Si gioca per procurare soddisfazione individuale e di gruppo: nel 776 a.C. a Olimpia la società greca fece del gioco un’istituzione sua tipica, del tutto ignota alle altre civiltà antiche.
Si gioca anche con finalità di addestramento alla difesa singola e collettiva sia fra gli uomini sia fra gli animali. I cuccioli giocando si addestrano a conoscere il mondo e a socializzare per difesa o per fare preda, ogni specie ha le sue modalità innate che proprio attraverso il gioco si strutturano e si avvicinano al mondo degli adulti.
Ma giocano anche per le esigenze fisiologiche di sviluppo dell’organismo attraverso tutte le fasce di età, che procedono con modalità più complesse e seguono comportamenti di identità assai diversi fra le specie.
Puro divertimento con attività motoria è un aspetto del gioco adulto negli esseri umani quando si articola in regole formali improvvisate.

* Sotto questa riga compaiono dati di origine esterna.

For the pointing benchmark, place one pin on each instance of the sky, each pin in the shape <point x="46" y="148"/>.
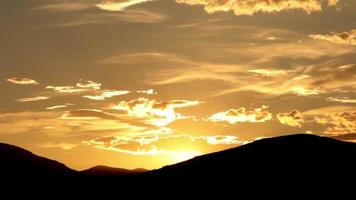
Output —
<point x="148" y="83"/>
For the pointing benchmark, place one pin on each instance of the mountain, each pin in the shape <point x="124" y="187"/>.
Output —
<point x="284" y="158"/>
<point x="18" y="162"/>
<point x="301" y="157"/>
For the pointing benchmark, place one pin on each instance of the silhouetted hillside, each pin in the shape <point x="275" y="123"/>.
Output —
<point x="284" y="159"/>
<point x="18" y="162"/>
<point x="281" y="158"/>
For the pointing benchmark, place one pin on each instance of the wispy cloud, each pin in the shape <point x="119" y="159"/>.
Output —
<point x="63" y="145"/>
<point x="107" y="94"/>
<point x="239" y="115"/>
<point x="341" y="99"/>
<point x="119" y="5"/>
<point x="59" y="106"/>
<point x="149" y="91"/>
<point x="270" y="72"/>
<point x="82" y="86"/>
<point x="65" y="6"/>
<point x="338" y="38"/>
<point x="293" y="118"/>
<point x="30" y="99"/>
<point x="250" y="7"/>
<point x="22" y="81"/>
<point x="159" y="113"/>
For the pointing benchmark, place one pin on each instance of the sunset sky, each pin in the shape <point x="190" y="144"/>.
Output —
<point x="147" y="83"/>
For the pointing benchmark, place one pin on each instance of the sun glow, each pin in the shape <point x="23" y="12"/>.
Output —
<point x="184" y="155"/>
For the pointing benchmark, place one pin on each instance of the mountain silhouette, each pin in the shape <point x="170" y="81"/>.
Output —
<point x="293" y="157"/>
<point x="18" y="162"/>
<point x="301" y="157"/>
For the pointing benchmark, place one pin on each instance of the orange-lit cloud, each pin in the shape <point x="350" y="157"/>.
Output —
<point x="250" y="7"/>
<point x="149" y="91"/>
<point x="30" y="99"/>
<point x="107" y="94"/>
<point x="159" y="113"/>
<point x="160" y="142"/>
<point x="66" y="89"/>
<point x="89" y="85"/>
<point x="88" y="114"/>
<point x="302" y="91"/>
<point x="64" y="6"/>
<point x="338" y="38"/>
<point x="119" y="5"/>
<point x="293" y="118"/>
<point x="337" y="120"/>
<point x="338" y="123"/>
<point x="341" y="99"/>
<point x="22" y="81"/>
<point x="63" y="145"/>
<point x="234" y="116"/>
<point x="59" y="106"/>
<point x="82" y="86"/>
<point x="269" y="72"/>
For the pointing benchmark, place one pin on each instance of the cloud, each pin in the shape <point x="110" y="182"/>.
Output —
<point x="89" y="84"/>
<point x="348" y="38"/>
<point x="149" y="91"/>
<point x="82" y="122"/>
<point x="66" y="89"/>
<point x="337" y="120"/>
<point x="341" y="99"/>
<point x="65" y="6"/>
<point x="250" y="7"/>
<point x="338" y="123"/>
<point x="30" y="99"/>
<point x="59" y="106"/>
<point x="107" y="94"/>
<point x="119" y="5"/>
<point x="88" y="114"/>
<point x="270" y="72"/>
<point x="234" y="116"/>
<point x="64" y="146"/>
<point x="22" y="81"/>
<point x="161" y="142"/>
<point x="159" y="113"/>
<point x="293" y="118"/>
<point x="82" y="86"/>
<point x="222" y="140"/>
<point x="301" y="91"/>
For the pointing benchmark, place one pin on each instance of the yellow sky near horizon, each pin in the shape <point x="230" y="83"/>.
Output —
<point x="147" y="83"/>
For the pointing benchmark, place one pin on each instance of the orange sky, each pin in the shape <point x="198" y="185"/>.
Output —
<point x="146" y="83"/>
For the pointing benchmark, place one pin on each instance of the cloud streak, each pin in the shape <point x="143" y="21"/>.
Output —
<point x="22" y="81"/>
<point x="251" y="7"/>
<point x="159" y="113"/>
<point x="31" y="99"/>
<point x="119" y="5"/>
<point x="348" y="38"/>
<point x="293" y="118"/>
<point x="239" y="115"/>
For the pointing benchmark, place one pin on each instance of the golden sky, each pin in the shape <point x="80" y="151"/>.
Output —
<point x="146" y="83"/>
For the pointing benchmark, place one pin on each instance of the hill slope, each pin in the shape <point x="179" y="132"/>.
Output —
<point x="295" y="156"/>
<point x="286" y="157"/>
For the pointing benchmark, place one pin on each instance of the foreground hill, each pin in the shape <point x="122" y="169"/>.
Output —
<point x="285" y="158"/>
<point x="299" y="156"/>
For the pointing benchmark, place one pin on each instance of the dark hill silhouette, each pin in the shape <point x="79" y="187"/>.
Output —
<point x="18" y="162"/>
<point x="284" y="158"/>
<point x="306" y="158"/>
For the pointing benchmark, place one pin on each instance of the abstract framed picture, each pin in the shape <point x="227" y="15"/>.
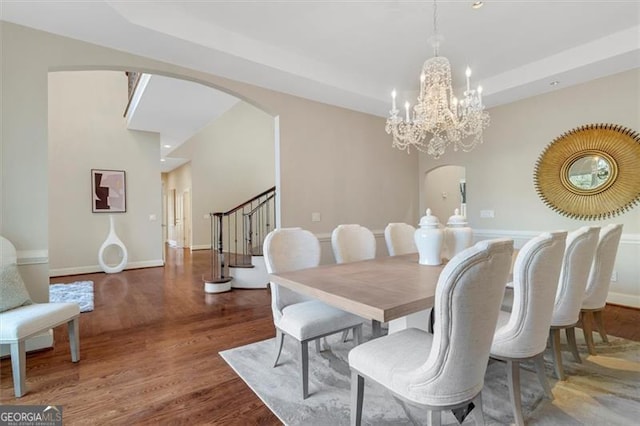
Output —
<point x="108" y="191"/>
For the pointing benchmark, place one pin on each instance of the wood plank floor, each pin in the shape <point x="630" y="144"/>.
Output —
<point x="149" y="350"/>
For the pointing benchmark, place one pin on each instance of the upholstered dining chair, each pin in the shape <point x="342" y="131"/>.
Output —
<point x="522" y="334"/>
<point x="598" y="284"/>
<point x="295" y="315"/>
<point x="21" y="319"/>
<point x="399" y="239"/>
<point x="444" y="370"/>
<point x="576" y="264"/>
<point x="351" y="243"/>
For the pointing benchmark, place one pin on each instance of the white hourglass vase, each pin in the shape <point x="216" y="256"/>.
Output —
<point x="429" y="239"/>
<point x="112" y="240"/>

Il vocabolario inglese lo chiama play per distinguerlo da game che è gioco regolato da norme precise codificate e di pari osservanza da parte del competitore.
Un valore educativo del gioco consiste nel mettere in rapporto l’assenza di obblighi formali propria del giocare con l’accettazione di rischi, costrizioni, regole e punizioni. Libero e vincolato, creativo e ripetitivo ha dato vita al rito, soprattutto nelle società agricole e primitive.
Nel Carnevale, nell’albero di cuccagna, e pure nell’altalena o nella mosca-cieca il gioco unisce significati simbolici e, specialmente negli adolescenti, assume iniziazione ai comportamenti culturali degli adulti.
Nelle società industriali prevale la competizione sportiva che richiede sforzo e destrezza fisica, dimostrazione di capacità personali, accettazione del rischio. Quando al gioco-sport si associano interessi di mercato va persa l’identità propria dell’attività ludica di reale spontaneità e creatività.
Il gioco sviluppa l’intelligenza, le abilità e il piacere della scoperta, lo hanno affermato a fine Ottocento gli studi di psicologia infantile, importanti le teorie di Jean Piaget che mette in parallelo le caratteristiche delle fasi del gioco nell’adolescenza con lo sviluppo mentale. Verso i cinque anni l’individuo impara a tener conto delle esigenze degli altri, poi il rispetto delle regole; nel gioco degli scacchi si addestra la capacità di ipotetiche mosse proprie e dell’avversario.
Al gioco Freud riconosce un contributo anche allo sviluppo affettivo ed emotivo, con possibilità di esprimere desideri e tensioni non altrimenti sfogabili, ed osservato dalla scienza medica in funzione diagnostica e terapeutica.